2009-12-21
Insurance Company Investing in China and Limitation on Credit Extension by Foreign Banks
The content of the Memorandum of Understanding (“MOU”) entered into between the Financial Supervisory Commission, Executive Yuan, R.O.C (“FSC”) and the People’s Republic of China (“PRC”) has been announced and immediately sent from the Executive Yuan to the Legislative Yuan for reference. With respect to the insurance industry, the investment of a Taiwanese insurance company in a PRC insurance company is capped to 25% of the total shares of the PRC insurance company. Any amount exceeding said cap is only allowed in the case of a joint venture in which the shareholding of the Taiwanese insurance company must be at least 50%.
According to the MOU, there are two means available for a Taiwanese insurance company to enter into the PRC market: by the establishment of an entity or through an investment in equity. The establishment of a new entity includes setting up a branch, subsidiary or joint venture company. However, despite such provisions in the MOU, Taiwan has yet to officially allow Taiwanese insurance companies to set up entities in the PRC. The investment by a Taiwanese insurance company in the shares of a PRC insurance company must be less than 25%. If the shareholding exceeds 25%, the parties must work towards creating a joint venture and the Taiwanese insurance company must hold at least 50% of the total shares of the company.
With respect to banking, a more stringent approach is adopted. The banking parties from each side of the Strait must together set up entities or create examination guidelines for the approval of the investment by authorities on both sides of the Strait. In addition, the examination must include four main thresholds: whether the business has been conducted lawfully, whether it complied with safety regulations and met assessment standards, whether its finances are stable, and whether it will have an effect on the stability of the financial market.
Further, the banking industry has included crisis management principals to address, for instance, the responsibilities of the parties in a liquidity crisis. It is provided, for example, that when a crisis affects a branch of a Taiwan invested bank in the PRC, the crisis must be managed by the main branch in Taiwan, whereas if the crisis affects a subsidy of a Taiwan invested bank in the PRC, the subsidy itself must be responsible to deal with the crisis with the assistance of the main branch in Taiwan.

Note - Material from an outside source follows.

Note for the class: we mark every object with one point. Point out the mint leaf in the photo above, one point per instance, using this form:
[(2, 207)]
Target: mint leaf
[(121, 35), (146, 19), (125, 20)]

In addition, in order to control the risk involved in credit extension by foreign banks in their Taiwan branches, the FSC has announced that the basis for calculating the quotas for credit extension granted by foreign banks will be changed from the “net value of the head office” to the “net value of the branch office”. This will significantly curb the ability of the foreign banks in granting credit extension in Taiwan. Any credit extension currently provided by a foreign bank in excess of the quotas set forth by the regulations must be adjusted in order to comply with the new regulations. With regards to the issues in credit extension by PRC banks entering the Taiwan market, the FSC is currently in the midst of internal reviews and discussions.